5 questions to test your understanding

Score: 0 / 5
Question 1 Multiple Choice

The sentence 'What did you believe the claim that she bought?' is ungrammatical. According to subjacency, why?

AThe verb 'believe' cannot take a wh-complement under any syntactic conditions
BWh-movement is never permitted when the gap is located more than one clause away from the landing site
CExtracting 'what' requires crossing two bounding nodes—the NP containing the relative clause and the higher S—in a single derivational step, violating subjacency
DThe object position of 'bought' is not a valid extraction site because relative clauses have no specifier position
Question 2 Multiple Choice

Which statement best characterizes island constraints across human languages?

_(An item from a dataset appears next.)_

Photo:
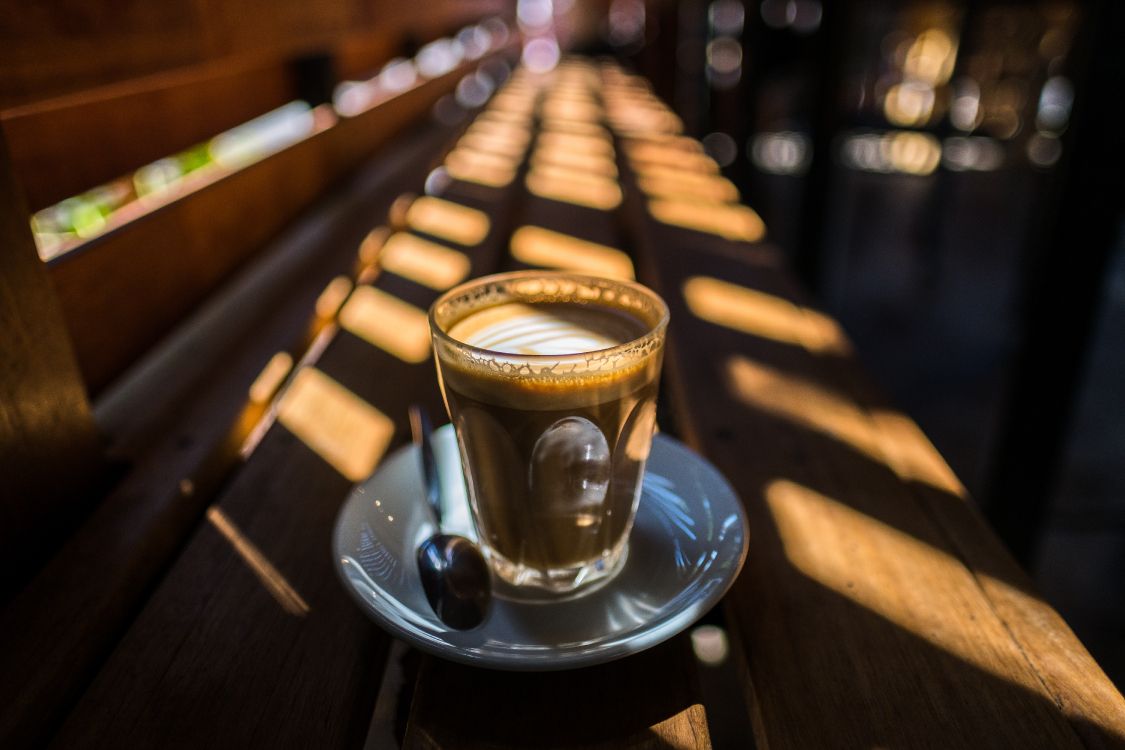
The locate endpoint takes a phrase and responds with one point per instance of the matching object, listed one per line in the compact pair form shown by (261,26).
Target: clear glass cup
(550,381)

AIsland constraints are categorical and equally strong in all languages, confirming that they are a universal syntactic primitive
BIsland constraints apply only in languages that front wh-words to sentence-initial position
CIsland sensitivity varies cross-linguistically and shows gradient acceptability within languages, suggesting the constraints may be violable principles rather than absolute rules
DAll languages obey the coordinate structure constraint but differ only in whether they observe complex NP islands
Question 3 True / False

According to subjacency, extraction from a relative clause is blocked because the moved element would need to cross two bounding nodes—the NP containing the relative clause and the higher S—in a single derivational step.

TTrue
FFalse
Question 4 True / False

Ross's (1967) empirical island generalizations are fully and adequately explained by Chomsky's Subjacency Condition, leaving no residual counterexamples or competing theoretical accounts.

TTrue
FFalse
Question 5 Short Answer

What is the core empirical phenomenon that island constraints describe, and what evidence challenges the view that island sensitivity is purely a syntactic phenomenon?